For most companies, launching a significant new product to a widespread lack of interest - and, in some cases, hostility - would count as a business disaster of considerable magnitude.
But most companies are not Microsoft and most products are not Windows Vista.
Some of the customer reactions to the sixth version of the Windows desktop operating system, which was first released to business customers a year ago next week, have been enough to make a product manager blush.
"I'm just astounded as I try to live with it," says Roger Kay, a technology analyst who claims to have spent 30 hours recently grappling with incompatible software formats, the mysterious deletion of files from one of his drives and other glitches caused by his new Vista-powered machine.
Yet, as Microsoft's recent strong quarterly earnings showed, complaints like these have done nothing to dent the software industry's most reliable money machine. "It's a problem other businesses would love to have," says Michael Cherry at Directions on Microsoft, an independent research firm.
A number of issues have combined to frustrate many of Vista's early users.
For instance, compared with the previous generation of Windows, called XP, the new software will run slower on many existing machines, says Mike Nash, a product manager for Vista - though he adds that rapid improvements in PC hardware have quickly made up for this.
Also, the sheer complexity of the code has caused inevitable teething problems. "Windows Vista is probably not yet as reliable as XP," says Michael Silver, an analyst at Gartner.
Most frustrating of all has been a lack of compatibility with some of the 2m different devices that users plug into their PCs and with applications written by other software companies to run on PCs.
Even Mr Nash admits to issues with his personal Vista machine - an old scanner at home that is no longer supported on Windows, a new wireless networking card that would not work. He adds, though, that "by and large, the mainstream things are working" after steady improvements in recent months.
While most retail customers simply buy a PC with the latest version of Windows installed regardless, the early problems with Vista have delayed its broader adoption. In one sign, PC-maker Dell reversed course and continued to ship the older XP system alongside Vista.

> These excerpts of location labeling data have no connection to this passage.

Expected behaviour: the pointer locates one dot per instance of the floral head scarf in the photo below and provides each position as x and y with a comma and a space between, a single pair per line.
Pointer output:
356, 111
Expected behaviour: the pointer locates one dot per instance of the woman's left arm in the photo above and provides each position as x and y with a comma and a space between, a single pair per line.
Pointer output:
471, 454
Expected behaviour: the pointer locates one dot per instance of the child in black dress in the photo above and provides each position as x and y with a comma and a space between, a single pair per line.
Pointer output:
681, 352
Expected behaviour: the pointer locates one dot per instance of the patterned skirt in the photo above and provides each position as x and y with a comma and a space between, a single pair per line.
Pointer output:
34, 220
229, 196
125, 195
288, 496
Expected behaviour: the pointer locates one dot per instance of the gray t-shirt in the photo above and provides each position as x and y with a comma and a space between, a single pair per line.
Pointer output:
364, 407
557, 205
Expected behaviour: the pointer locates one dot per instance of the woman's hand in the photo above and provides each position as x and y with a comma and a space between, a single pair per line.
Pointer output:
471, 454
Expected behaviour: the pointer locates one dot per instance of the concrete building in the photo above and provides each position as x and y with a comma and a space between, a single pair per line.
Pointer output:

Many big organisations, which had been expecting to switch to Vista late this year or in the first half of 2008, have set the timetable back by nine to 12 months, says Mr Silver, and are now waiting to assess the first overhaul of Vista, dubbed "Service Pack 1" and due early next year.
None of this, however, has had any discernible impact on Microsoft's financial fortunes. Many companies buy their software from Microsoft under an arrangement called Software Assurance, which lets them upgrade to new software whenever they like in return for a fixed annual payment.
Other companies have a strong incentive to pay for Vista on every new PC they buy, even if they have no plans to use it for some time.
That is because they can use Windows XP free of charge until they are ready to switch to Vista, so it makes sense to pay once now rather than make a separate purchase of Vista in the future.
"In the short term, they'll get the money whether people upgrade or not," says Mr Silver.
In the longer term, however, the disenchantment over Vista could take a toll. With sales of Apple's Macs surging, particularly in some parts of the retail market, customers may prove less tolerant of the teething problems that accompany all new releases of Windows.
"I don't think Microsoft can say they're the leader in operating systems anymore," says Mr Cherry.
"There is a belief that [buying a new version of Windows] is inevitable, like death and taxes," adds Mr Kay.
"But if Microsoft doesn't fix it, and fix it good, they're leaving the field wide open to Apple."